Here’s a list of hedge fund-types that have converted their investment businesses into single-family offices: George Soros, Carl Icahn, John Thaler, Stanley Druckenmiller, Michael Platt, Douglas Hirsch, Scott Bommer, Steve Cohen, Lam Poh Min…and the list goes on.
The family-office nightclub is beginning to look pretty full. Even one of Wall Street’s most flamboyant women investors Lynn Tilton wants entry. Last week, the so-called “Diva of Distressed” said she was converting her firm Patriarch Partners into, surprise, surprise, a family office.
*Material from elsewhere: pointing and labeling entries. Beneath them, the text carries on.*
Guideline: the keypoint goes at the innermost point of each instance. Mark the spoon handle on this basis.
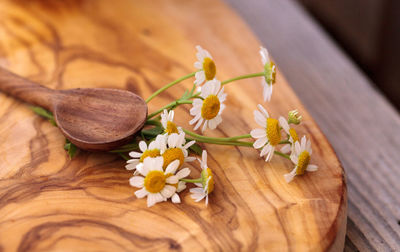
(26, 90)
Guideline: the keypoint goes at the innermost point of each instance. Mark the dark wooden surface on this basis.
(359, 122)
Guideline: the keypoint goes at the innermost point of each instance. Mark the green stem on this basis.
(191, 180)
(242, 77)
(217, 139)
(153, 122)
(235, 143)
(282, 154)
(172, 104)
(169, 85)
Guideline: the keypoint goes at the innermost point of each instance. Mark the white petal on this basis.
(132, 165)
(135, 154)
(270, 154)
(142, 146)
(175, 199)
(198, 65)
(260, 118)
(152, 199)
(181, 186)
(158, 163)
(200, 77)
(289, 176)
(195, 119)
(172, 180)
(286, 148)
(187, 145)
(168, 191)
(190, 159)
(204, 126)
(267, 93)
(181, 139)
(264, 55)
(265, 150)
(183, 173)
(212, 124)
(312, 168)
(260, 142)
(204, 157)
(171, 168)
(136, 181)
(141, 193)
(198, 123)
(294, 159)
(258, 133)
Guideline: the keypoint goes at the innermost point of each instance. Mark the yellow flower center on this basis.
(154, 182)
(270, 73)
(210, 108)
(294, 135)
(273, 131)
(304, 159)
(171, 128)
(209, 68)
(149, 153)
(207, 175)
(173, 154)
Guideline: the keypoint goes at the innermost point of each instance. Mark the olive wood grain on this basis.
(49, 202)
(91, 118)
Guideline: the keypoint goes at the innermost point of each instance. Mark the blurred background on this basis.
(369, 32)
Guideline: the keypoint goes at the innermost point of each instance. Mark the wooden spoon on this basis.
(96, 119)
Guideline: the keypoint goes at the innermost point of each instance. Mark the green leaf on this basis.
(153, 131)
(185, 95)
(44, 113)
(196, 149)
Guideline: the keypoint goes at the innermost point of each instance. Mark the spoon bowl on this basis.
(95, 119)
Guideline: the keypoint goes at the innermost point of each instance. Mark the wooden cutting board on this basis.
(49, 202)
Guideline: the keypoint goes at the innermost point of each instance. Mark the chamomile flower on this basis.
(301, 158)
(167, 121)
(291, 132)
(154, 149)
(177, 150)
(155, 183)
(209, 108)
(269, 74)
(181, 185)
(206, 186)
(205, 65)
(268, 136)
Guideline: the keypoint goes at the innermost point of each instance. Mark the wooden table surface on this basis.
(359, 122)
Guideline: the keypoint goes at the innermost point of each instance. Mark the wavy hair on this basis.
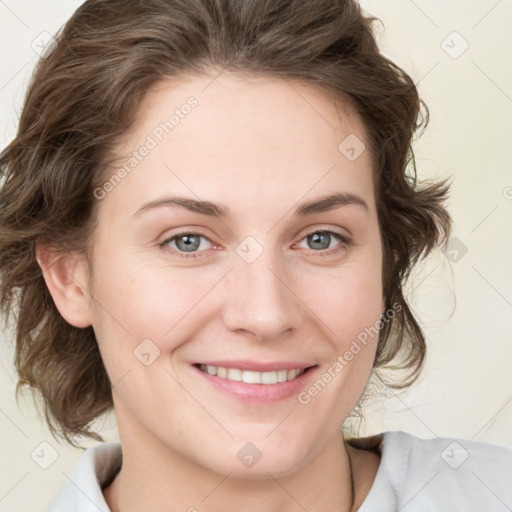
(83, 97)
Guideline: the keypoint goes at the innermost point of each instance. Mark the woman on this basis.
(209, 216)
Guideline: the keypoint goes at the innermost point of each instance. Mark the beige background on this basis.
(465, 304)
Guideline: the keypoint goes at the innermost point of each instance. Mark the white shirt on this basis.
(415, 475)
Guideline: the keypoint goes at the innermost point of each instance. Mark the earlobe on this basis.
(65, 275)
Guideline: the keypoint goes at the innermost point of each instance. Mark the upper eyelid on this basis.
(342, 237)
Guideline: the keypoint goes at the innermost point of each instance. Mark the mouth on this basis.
(256, 383)
(251, 376)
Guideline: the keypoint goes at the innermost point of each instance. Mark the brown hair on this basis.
(83, 97)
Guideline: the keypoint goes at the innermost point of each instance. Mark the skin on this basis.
(260, 147)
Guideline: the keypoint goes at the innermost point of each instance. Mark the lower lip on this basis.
(263, 393)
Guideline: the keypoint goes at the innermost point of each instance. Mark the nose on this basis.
(260, 299)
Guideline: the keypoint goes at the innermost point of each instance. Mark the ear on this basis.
(66, 277)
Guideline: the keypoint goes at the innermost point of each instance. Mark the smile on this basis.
(252, 377)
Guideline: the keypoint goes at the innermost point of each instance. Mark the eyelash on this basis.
(344, 239)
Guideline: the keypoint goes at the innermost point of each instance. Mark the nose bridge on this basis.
(259, 298)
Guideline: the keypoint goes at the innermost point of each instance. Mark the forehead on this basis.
(244, 134)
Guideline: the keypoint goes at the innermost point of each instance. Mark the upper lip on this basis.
(259, 367)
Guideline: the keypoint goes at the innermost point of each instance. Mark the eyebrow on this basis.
(211, 209)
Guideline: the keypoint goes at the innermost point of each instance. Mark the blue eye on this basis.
(189, 244)
(320, 241)
(185, 242)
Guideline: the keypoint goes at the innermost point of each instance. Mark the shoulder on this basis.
(438, 474)
(82, 489)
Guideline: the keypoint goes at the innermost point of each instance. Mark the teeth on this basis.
(251, 377)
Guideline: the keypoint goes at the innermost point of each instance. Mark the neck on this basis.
(152, 478)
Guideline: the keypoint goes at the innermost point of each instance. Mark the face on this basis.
(262, 285)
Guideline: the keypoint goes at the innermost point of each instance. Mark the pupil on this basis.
(316, 237)
(189, 244)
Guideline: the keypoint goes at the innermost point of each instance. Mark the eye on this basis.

Just as all this is happening, the in-crowd – the Steve Rubell and Ian Schrager of the family office world – are running for the exits. JB Pritzker of the Pritzker Group and a member of one of America’s wealthiest families told the Financial Times last year: “We’ve been at this quite a while and we don’t operate much like a family office. We are much more like a professional and world-class investment firm.”
Bill and Melinda Gates are understood not to want to call their investment group Cascade Investment a family office. Johan Andresen, one of Norway’s wealthiest individuals, doesn’t want his investment group Ferd to be known as a family office…and the list goes on.
Of course, family offices will continue to flourish and be an exclusive club of investors for many years yet – unlike Studio 54 they aren’t closing down. But, as the in-crowd begins to question the term – and look for the latest, hottest “nightclub” of the investment world – we might be watching the gradual rebranding of them into something completely different.